Das Wandern in der Gruppe ermöglicht gegenseitige Hilfe und gewährleistet Flexibilität. Vor der Wanderung empfehlen wir euch, vertrauten Personen oder eurer Unterkunft das Wanderziel, Route und gegebenenfalls die geplante Rückkehrzeit mitzuteilen. Auch das Eintragen in Hütten- oder Gipfelbüchern kann dabei helfen, euch im Notfall schneller zu finden.

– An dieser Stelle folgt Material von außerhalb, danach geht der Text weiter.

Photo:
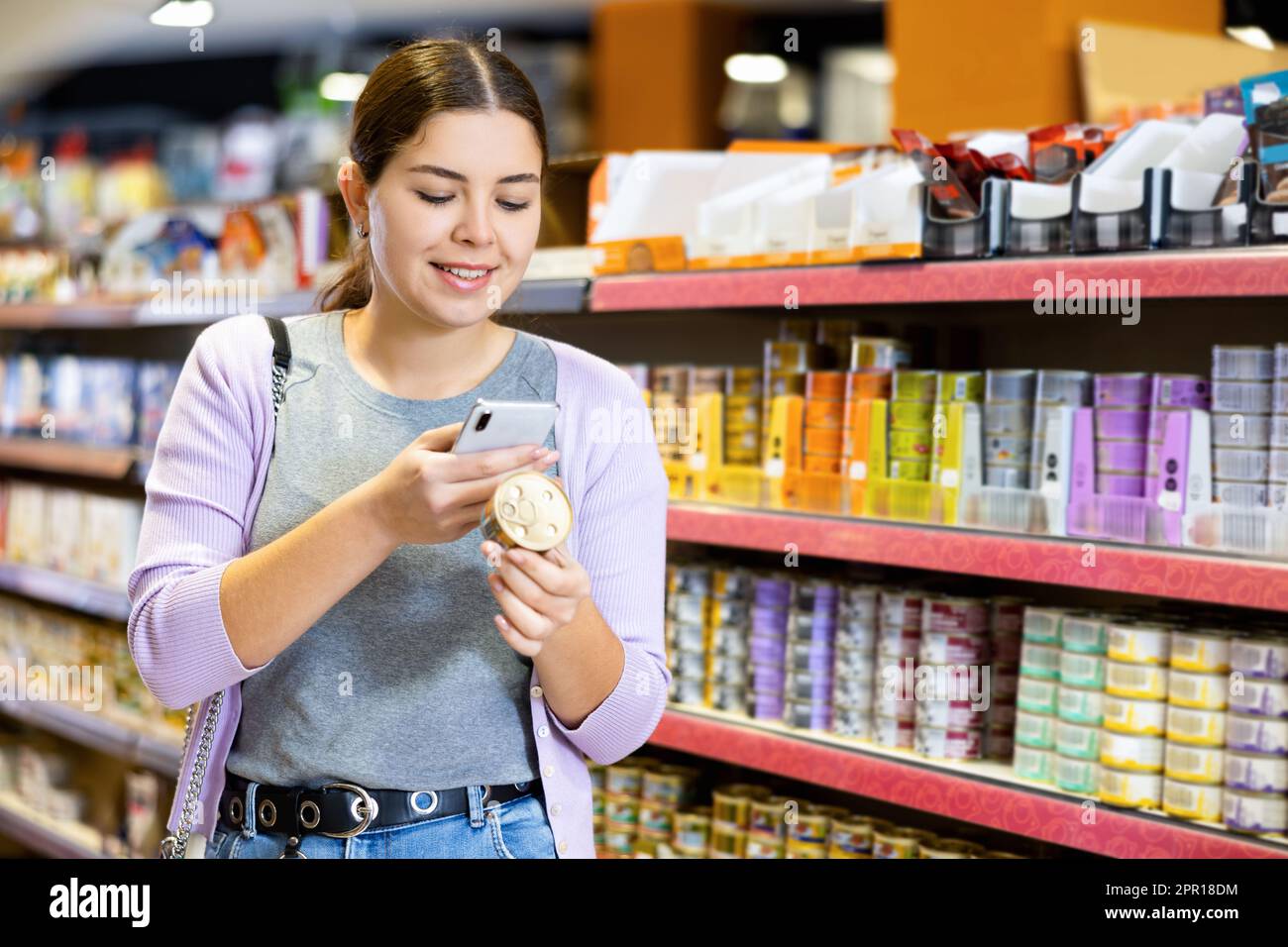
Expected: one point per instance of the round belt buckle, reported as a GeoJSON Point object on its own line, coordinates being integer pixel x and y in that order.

10. BERGNATUR RESPEKTIEREN

Respektiert und schützt Natur und Umwelt: Bleibt auf den Wegen und hinterlasst keine Abfälle. Alles was ihr in die Berge tragt, gehört auch wieder mit ins Tal. Vermeidet Lärm und versucht, Wild- und Weidetiere nicht zu beunruhigen. Beim Queren von Almweiden, gehören Hunde unbedingt an die Leine. Pflanzen, vor allem in Schutzgebieten, sollten unberührt bleiben. Nutzt für die Anreise zu eurer Tagesetappe öffentliche Verkehrsmittel oder bildet Fahrgemeinschaften.

ansprechende Unterkünfte

3- oder 4-Sterne Hotels

2 Schwierigkeitsgrade

Täglich neu entscheiden

Gepäcktransport

Beschwingt mit leichtem Tagesrucksack wandern

Individuell oder geführt?

Auf dem Innsbruck Trek wandert man entweder individuell im eigenen Tempo und zum Wunschtermin, oder gemeinsam mit staatlich geprüften ASI Bergwanderführern an einem festgelegten Termin.

indviduell

Die individuelle Variante des Innsbruck Treks ist für all jene, die es lieben, in ihrem eigenen Rhythmus unterwegs zu sein. Jeder Tag wird ganz Ihren Wünschen angepasst. Geweckt, wenn es Ihnen passt. Beim Wandern entschieden Sie selbst, an welchem schönen Fleck der Apfel gegessen wird. Das Wandertempo passt genau zu Ihrer Tagesverfassung, in der Sie sich gerade befinden. Ohne Berg- Wanderführer unterwegs zu sein heißt jedoch nicht, auf Service zu verzichten. Alle Unterkünfte werden reserviert, Wanderer erhalten ausführliche Reiseunterlagen, Kartenmaterial, Gepäcktransport und eine 24/7 Servicenummer. Dennoch: Wer sich für die individuelle, unbegleitete Reise – mit dem besonderen Reiz des Abenteuers – entscheidet, sollte bereits Erfahrung im Umgang mit Wanderkarten und Routenbeschreibungen haben und über einen guten Orientierungssinn verfügen. 

Gruppe

Gemeinsam mit Gleichgesinnten und einem erfahrenen, staatlich zertifizierten ASI Berg- und Wanderführer sind die Gäste auf der geführten Version des Innsbruck Treks unterwegs. Der Guide kennt die Bergwelt rund um Innsbruck wie seine Westentasche und weiß von der einen oder anderen Anekdote am Weg zu berichten. In der Gruppe zu wandern bedeutet nicht automatisch, in einem großen Rudel unterwegs zu sein: wir setzen auf Kleingruppen, so bleibt genügend Raum für individuelle Erkundungstouren und Flexibilität. Dazu gehört auch, dass die Gäste jeden Tag die Wahl zwischen zwei verschiedenen Routen in unterschiedlichen Schwierigkeitsgraden haben.

Zudem steht Unbeschwertheit am Tagesprogramm, denn wie bei der individuellen Innsbruck Trek Variante wird mit einem leichten Tagesrucksack gewandert. Das gesamte Gepäck inklusive Wechselkleidung wartet am Ende der Tagesetappe bereits in der Unterkunft.